The 2010s Were an Economic Tragedy - smacktoward
https://slate.com/business/2019/12/the-four-mistakes-that-turned-the-2010s-into-an-economic-tragedy.html
======
mdorazio
Bit of a weird article that tackles broad economic policy to show how recovery
from the recession might have gone faster. But it doesn't really mention any
of the actual tragedies in my opinion - rise in inequality, decline of "good"
jobs in favor of gig and contract work, out of control healthcare costs, and
continued student loan burden on workers.

------
egdod
Are we talking about the same 2010s? Because they were the opposite of a
tragedy economically.

------
planetzero
"worth of spending cuts over the last six years of Obama’s term. Those,
combined with tax hikes and the waning stimulus spending, acted as a powerful
weight on the economy"

Not sure if I agree with this. Tax hikes and spending cuts are what's required
to build back a damaged economy. These obviously worked over time, as we now
have one of the best economies in decades.

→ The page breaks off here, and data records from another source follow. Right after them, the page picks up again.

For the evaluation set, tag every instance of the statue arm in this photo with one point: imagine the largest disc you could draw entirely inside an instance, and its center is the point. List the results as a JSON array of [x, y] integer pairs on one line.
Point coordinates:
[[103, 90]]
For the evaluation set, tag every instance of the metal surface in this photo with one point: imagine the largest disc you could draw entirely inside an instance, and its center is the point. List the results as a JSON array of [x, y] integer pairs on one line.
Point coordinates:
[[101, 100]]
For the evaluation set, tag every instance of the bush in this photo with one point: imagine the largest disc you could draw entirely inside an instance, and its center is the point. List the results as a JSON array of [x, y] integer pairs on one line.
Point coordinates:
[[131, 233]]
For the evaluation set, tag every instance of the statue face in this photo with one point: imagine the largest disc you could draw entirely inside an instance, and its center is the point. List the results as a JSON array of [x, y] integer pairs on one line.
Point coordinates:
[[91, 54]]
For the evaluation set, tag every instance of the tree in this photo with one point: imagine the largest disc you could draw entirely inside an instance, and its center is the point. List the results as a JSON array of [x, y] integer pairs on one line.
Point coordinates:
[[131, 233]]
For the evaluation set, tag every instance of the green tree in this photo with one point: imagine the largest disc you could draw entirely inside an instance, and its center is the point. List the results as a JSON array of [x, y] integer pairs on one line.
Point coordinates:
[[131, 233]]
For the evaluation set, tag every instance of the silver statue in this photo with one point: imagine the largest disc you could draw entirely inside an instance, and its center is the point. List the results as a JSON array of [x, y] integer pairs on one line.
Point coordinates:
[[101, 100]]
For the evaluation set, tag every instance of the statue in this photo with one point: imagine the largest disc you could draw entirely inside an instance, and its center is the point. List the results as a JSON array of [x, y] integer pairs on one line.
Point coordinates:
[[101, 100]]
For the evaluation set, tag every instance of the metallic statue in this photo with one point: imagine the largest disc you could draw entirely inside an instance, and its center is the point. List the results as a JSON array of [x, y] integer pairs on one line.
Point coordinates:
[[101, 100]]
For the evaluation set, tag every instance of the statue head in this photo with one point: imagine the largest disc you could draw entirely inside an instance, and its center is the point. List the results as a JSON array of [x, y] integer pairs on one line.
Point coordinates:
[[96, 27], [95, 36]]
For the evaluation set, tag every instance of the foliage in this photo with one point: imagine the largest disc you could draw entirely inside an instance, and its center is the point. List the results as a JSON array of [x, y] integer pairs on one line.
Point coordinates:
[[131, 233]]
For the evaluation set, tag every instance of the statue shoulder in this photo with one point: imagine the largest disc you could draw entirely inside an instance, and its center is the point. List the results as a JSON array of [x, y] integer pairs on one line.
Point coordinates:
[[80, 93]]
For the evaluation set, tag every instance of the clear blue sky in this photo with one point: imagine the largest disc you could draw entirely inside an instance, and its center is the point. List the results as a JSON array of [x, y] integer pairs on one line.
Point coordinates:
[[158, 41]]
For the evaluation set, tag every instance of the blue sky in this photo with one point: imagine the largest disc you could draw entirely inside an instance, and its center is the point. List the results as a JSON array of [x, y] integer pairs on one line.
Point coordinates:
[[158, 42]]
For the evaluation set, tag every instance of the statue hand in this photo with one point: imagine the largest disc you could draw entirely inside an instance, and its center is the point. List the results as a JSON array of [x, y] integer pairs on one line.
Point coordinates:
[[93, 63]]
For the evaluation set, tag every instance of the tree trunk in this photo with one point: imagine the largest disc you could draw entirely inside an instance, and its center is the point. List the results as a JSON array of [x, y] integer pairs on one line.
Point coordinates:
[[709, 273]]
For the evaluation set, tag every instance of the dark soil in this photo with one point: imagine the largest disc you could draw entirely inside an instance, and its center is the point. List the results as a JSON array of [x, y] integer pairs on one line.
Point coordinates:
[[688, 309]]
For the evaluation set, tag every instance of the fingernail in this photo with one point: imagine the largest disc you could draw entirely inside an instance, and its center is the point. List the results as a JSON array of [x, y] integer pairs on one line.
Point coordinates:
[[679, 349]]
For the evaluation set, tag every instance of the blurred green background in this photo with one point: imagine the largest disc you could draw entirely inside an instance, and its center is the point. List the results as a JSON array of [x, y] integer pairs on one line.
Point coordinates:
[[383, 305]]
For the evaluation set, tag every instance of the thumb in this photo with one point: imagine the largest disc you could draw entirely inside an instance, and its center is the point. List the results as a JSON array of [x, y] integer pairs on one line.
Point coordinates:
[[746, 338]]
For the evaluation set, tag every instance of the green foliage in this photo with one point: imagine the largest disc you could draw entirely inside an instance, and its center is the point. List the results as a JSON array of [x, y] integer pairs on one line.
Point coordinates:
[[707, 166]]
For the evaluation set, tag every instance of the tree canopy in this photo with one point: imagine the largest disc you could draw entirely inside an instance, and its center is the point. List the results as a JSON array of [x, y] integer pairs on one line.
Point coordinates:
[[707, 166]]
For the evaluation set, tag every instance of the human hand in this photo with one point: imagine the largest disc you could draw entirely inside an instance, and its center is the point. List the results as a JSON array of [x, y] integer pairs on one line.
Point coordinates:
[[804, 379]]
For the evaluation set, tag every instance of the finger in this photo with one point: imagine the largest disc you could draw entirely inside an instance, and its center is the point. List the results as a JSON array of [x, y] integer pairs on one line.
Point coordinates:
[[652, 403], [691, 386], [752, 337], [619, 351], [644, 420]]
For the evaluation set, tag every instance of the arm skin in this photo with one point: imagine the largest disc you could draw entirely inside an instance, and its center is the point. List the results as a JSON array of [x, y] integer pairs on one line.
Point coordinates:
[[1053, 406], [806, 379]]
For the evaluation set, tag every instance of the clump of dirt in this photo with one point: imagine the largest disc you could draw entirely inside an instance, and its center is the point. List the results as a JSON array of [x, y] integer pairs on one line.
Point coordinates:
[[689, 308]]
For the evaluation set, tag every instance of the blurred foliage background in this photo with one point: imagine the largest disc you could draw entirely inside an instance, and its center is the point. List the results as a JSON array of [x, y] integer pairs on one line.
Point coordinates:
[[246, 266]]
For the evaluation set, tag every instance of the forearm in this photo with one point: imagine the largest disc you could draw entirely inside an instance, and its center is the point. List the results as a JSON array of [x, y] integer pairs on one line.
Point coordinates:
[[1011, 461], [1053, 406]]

This combined with the regulations
Trump got rid of to enable more fracking/keeping the price of oil way down.

I remember all of the people on the local news that were interviewed just as
everything was crashing that talked about how they outright lied on their
application about how much income they were making to get a house/piece of
property...and now went into foreclosure when they couldn't make the payments.

"by leaving the housing market to spiral downward and households to struggle
with their debts"

We shouldn't be propping up anyone. Some things need to fail to recover
properly. This was the right move.

"As a Senator and presidential candidate, Obama had publicly supported more
dramatic efforts to rescue homeowners, specifically legislation that would
have allowed so-called “cramdowns,” where judges could slash mortgage debt in
bankruptcy court"

Why should anyone get bailed out for a making a poor decision? Most people
will never learn from this and will most likely need to get bailed out again.

"Even Donald Trump’s trade war—another needless self-own—didn’t plunge the
economy into another downturn, in part because some people in power seem to
have learned lessons from their past mistakes."

I have to laugh about mentioning the trade war. Almost every Democrat
candidate wants this because it will lead to less CO2 emissions from China if
we are purchasing less goods. But when Trump enacts it, it's a needless trade
war.

"But this was decade was not a slow march to a happy ending. It was
miscarriage of economic policymaking that left millions without work for far
longer than they needed to be. If we remember that—and why it all
happened—maybe we won’t have to go through it all again."

Creating artificial demand by just throwing government money at it wouldn't
have solved the issue any faster. I sure hope we've learned our mistakes from
the past, but I already have seen politicians wanting to start forcing banks
to loan out money to groups of people that most likely will never be able to
pay it back...starting the ball rolling for another financial crises.